For a healthy etcd-events member, the response should look like the following:

https://127.0.0.1:2382 is healthy: successfully committed proposal: took = 14.308148ms

Troubleshoot

If you have problems with the backup or restore process, the following sections might help you to troubleshoot the issue.

If you need additional assistance, reach out to Google Support.

Running out of memory during a backup or restore

You might receive error messages during the backup or restore process that aren't very self-explanatory or clear on next steps. If the workstation where you run the bmctl command run doesn't have a lot of RAM, you might have insufficient memory to perform the backup or restore process.

Google Distributed Cloud version 1.13 and later can use the --use-disk parameter in the backup command. To preserve the file permissions, this parameter modifies permissions of the files, so it requires the user that runs the command to be a root user (or use sudo).

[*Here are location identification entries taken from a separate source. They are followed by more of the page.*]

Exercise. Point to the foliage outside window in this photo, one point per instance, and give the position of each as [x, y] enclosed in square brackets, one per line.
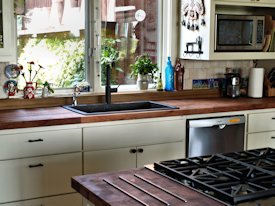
[134, 35]
[51, 33]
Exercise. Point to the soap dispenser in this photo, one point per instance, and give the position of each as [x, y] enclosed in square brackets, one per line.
[169, 76]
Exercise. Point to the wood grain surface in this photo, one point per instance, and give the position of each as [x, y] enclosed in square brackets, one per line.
[48, 116]
[96, 190]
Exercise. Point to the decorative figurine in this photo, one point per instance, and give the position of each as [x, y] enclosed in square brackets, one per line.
[192, 11]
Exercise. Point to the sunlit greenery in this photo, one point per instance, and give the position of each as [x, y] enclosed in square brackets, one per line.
[62, 58]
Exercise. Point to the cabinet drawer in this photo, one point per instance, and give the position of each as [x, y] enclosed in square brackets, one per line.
[261, 122]
[30, 144]
[260, 140]
[66, 200]
[28, 178]
[109, 160]
[133, 134]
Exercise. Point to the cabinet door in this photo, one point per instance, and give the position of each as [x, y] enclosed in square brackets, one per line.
[66, 200]
[260, 140]
[29, 144]
[109, 160]
[133, 133]
[28, 178]
[155, 153]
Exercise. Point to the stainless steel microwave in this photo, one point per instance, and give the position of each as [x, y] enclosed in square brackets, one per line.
[239, 32]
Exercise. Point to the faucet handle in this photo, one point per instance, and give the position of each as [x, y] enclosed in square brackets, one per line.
[76, 90]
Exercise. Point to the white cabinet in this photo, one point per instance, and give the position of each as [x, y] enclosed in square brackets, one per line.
[128, 144]
[131, 157]
[29, 144]
[7, 47]
[39, 163]
[261, 130]
[109, 160]
[38, 177]
[154, 153]
[207, 32]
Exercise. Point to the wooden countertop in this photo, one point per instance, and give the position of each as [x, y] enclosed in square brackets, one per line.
[107, 189]
[24, 118]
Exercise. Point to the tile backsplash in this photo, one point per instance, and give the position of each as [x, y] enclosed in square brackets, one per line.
[3, 79]
[195, 69]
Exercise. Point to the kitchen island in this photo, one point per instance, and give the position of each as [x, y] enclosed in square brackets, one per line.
[112, 189]
[244, 178]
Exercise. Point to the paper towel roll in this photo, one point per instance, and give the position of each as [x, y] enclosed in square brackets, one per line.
[256, 82]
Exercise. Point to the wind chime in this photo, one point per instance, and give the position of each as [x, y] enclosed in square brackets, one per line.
[193, 12]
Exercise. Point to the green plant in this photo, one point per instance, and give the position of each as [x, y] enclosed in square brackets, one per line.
[109, 56]
[143, 65]
[48, 86]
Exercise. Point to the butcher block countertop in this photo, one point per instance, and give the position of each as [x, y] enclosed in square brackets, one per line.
[24, 118]
[137, 187]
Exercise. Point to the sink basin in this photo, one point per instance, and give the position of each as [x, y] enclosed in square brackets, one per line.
[90, 109]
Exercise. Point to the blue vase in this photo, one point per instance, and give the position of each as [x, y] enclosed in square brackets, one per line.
[169, 76]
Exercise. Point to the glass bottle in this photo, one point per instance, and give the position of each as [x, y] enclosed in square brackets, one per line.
[159, 84]
[169, 76]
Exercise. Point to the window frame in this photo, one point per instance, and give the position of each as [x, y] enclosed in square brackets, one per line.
[164, 46]
[167, 45]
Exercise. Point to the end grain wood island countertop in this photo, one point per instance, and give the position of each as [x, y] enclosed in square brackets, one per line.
[25, 118]
[137, 187]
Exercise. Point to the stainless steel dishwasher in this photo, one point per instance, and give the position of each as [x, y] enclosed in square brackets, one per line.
[215, 135]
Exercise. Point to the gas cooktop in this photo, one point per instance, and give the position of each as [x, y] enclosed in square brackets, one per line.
[232, 177]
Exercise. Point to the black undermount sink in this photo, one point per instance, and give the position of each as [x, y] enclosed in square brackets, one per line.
[93, 109]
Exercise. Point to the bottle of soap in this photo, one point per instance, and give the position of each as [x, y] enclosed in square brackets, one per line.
[169, 76]
[159, 84]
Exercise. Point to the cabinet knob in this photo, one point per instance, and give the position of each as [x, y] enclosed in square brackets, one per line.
[36, 165]
[140, 150]
[133, 151]
[35, 140]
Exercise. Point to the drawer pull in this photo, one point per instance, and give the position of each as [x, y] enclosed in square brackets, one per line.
[35, 140]
[133, 151]
[140, 150]
[37, 165]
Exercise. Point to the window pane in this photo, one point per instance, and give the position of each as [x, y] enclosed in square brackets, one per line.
[131, 28]
[51, 34]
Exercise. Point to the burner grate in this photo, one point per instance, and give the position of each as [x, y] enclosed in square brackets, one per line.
[233, 177]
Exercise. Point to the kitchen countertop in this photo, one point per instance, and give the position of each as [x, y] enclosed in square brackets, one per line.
[25, 118]
[95, 189]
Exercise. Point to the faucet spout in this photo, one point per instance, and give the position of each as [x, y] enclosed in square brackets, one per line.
[108, 89]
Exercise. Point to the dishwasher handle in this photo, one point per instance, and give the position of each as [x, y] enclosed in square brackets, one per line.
[217, 121]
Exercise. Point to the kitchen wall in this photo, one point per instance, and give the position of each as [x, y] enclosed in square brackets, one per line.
[194, 69]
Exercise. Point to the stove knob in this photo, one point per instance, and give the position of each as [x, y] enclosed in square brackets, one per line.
[140, 150]
[133, 151]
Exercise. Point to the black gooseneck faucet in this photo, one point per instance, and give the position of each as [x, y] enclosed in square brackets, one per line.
[108, 89]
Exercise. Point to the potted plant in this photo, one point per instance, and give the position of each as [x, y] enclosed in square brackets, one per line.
[141, 69]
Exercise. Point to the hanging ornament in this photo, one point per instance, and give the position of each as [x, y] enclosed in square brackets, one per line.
[193, 12]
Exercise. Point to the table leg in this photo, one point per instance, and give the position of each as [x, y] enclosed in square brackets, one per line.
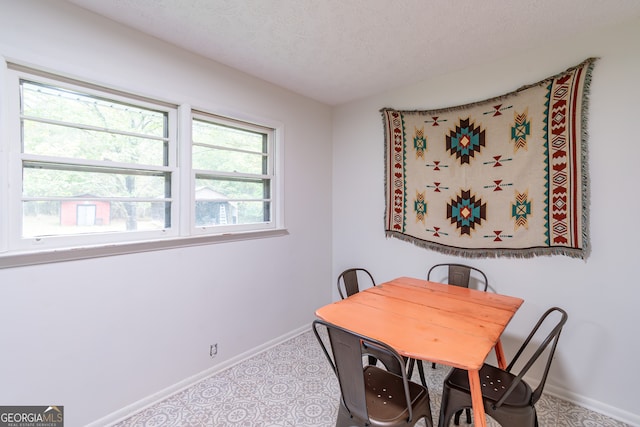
[479, 418]
[502, 362]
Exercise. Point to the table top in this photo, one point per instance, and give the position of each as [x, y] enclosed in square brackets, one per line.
[424, 320]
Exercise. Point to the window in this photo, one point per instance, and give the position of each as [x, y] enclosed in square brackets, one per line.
[94, 166]
[233, 169]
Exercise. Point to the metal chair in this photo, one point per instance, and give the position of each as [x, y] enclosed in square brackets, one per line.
[349, 281]
[507, 397]
[457, 275]
[371, 396]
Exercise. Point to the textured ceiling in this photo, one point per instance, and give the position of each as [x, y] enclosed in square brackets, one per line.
[336, 51]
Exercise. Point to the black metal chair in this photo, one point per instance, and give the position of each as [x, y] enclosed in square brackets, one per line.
[457, 275]
[349, 281]
[371, 396]
[507, 397]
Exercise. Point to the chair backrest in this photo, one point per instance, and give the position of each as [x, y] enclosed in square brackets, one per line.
[550, 341]
[348, 281]
[347, 350]
[459, 275]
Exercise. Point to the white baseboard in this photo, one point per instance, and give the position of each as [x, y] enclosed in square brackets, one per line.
[594, 405]
[142, 404]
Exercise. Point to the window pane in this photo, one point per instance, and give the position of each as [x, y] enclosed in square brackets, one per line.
[225, 189]
[62, 141]
[228, 161]
[86, 216]
[42, 182]
[211, 213]
[228, 137]
[74, 107]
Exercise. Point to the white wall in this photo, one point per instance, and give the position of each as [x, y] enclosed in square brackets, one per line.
[596, 363]
[98, 335]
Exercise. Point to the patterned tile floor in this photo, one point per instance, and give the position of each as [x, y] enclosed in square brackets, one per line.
[292, 385]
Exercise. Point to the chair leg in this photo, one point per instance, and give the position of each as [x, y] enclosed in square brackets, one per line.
[421, 372]
[412, 362]
[456, 419]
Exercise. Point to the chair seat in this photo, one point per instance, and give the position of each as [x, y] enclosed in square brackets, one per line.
[386, 402]
[494, 382]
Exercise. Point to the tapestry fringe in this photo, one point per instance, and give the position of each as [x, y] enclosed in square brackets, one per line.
[488, 253]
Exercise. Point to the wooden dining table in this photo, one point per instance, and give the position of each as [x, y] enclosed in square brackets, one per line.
[430, 321]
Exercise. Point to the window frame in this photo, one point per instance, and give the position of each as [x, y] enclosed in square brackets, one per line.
[16, 250]
[269, 175]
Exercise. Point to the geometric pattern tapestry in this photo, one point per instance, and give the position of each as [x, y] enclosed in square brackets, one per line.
[502, 177]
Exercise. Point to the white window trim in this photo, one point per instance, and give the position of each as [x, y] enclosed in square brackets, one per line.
[183, 233]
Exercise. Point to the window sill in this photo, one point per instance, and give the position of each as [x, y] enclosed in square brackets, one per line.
[62, 255]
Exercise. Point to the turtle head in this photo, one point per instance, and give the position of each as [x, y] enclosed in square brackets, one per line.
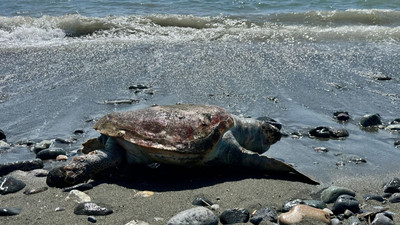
[256, 135]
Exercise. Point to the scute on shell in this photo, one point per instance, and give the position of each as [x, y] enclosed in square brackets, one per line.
[179, 128]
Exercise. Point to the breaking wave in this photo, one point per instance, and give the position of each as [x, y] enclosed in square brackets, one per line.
[314, 26]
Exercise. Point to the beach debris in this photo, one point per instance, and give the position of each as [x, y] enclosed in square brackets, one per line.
[79, 187]
[78, 196]
[330, 194]
[25, 165]
[300, 212]
[344, 202]
[393, 186]
[92, 209]
[202, 201]
[341, 116]
[198, 215]
[264, 214]
[370, 120]
[10, 211]
[144, 194]
[30, 191]
[10, 184]
[237, 215]
[50, 153]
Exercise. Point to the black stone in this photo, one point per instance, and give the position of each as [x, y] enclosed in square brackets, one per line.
[344, 202]
[320, 132]
[264, 214]
[341, 116]
[50, 153]
[393, 186]
[374, 197]
[20, 165]
[2, 135]
[230, 216]
[395, 198]
[9, 211]
[10, 185]
[201, 201]
[79, 187]
[371, 120]
[91, 209]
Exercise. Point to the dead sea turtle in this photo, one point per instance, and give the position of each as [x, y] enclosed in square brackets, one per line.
[191, 135]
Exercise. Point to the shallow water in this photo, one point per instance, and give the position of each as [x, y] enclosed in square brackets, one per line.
[296, 66]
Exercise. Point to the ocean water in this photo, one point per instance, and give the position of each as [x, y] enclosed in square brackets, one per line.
[295, 61]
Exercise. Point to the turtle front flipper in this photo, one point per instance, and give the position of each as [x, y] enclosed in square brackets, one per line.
[84, 167]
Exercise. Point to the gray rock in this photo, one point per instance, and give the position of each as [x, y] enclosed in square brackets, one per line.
[395, 198]
[27, 165]
[92, 209]
[9, 211]
[381, 219]
[10, 184]
[198, 215]
[393, 186]
[344, 202]
[231, 216]
[330, 194]
[50, 153]
[370, 120]
[265, 213]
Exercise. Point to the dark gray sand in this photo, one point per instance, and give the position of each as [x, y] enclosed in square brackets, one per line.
[175, 194]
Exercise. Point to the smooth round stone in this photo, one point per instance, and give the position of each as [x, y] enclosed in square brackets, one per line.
[264, 214]
[230, 216]
[50, 153]
[371, 120]
[79, 187]
[198, 215]
[26, 165]
[344, 202]
[374, 197]
[381, 219]
[330, 194]
[393, 186]
[10, 185]
[9, 211]
[91, 209]
[201, 201]
[395, 198]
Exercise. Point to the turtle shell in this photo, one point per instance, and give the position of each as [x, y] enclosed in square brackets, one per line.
[186, 129]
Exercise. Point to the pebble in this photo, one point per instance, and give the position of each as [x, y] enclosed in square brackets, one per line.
[137, 222]
[2, 135]
[91, 209]
[370, 120]
[344, 202]
[9, 211]
[201, 201]
[393, 186]
[300, 212]
[79, 187]
[10, 184]
[92, 219]
[198, 215]
[341, 116]
[395, 198]
[330, 194]
[31, 191]
[42, 145]
[381, 219]
[50, 153]
[26, 165]
[266, 214]
[231, 216]
[78, 196]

Missing permissions to files during restore

After a successful restore task, deleting bootstrap can fail with an error message similar to the following example:

Error: failed to restore node config files: sftp: "Failure" (SSH_FX_FAILURE)

This error could mean that some directories required by the restore aren't writable.

Google Distributed Cloud version 1.14 and later have more clear error messages on which directories must be writable. Make sure that the reported directories are writable, and update permissions on directories as needed.

Refresh of SSH key after a backup breaks the restore process

SSH-related operations during the restore process might fail if the SSH key is refreshed after backup was performed. In this case, the new SSH key becomes invalid for the restore process.

To resolve this issue, you can temporarily add the original SSH key back, then perform the restore. After the restore process is complete, you can rotate the SSH key.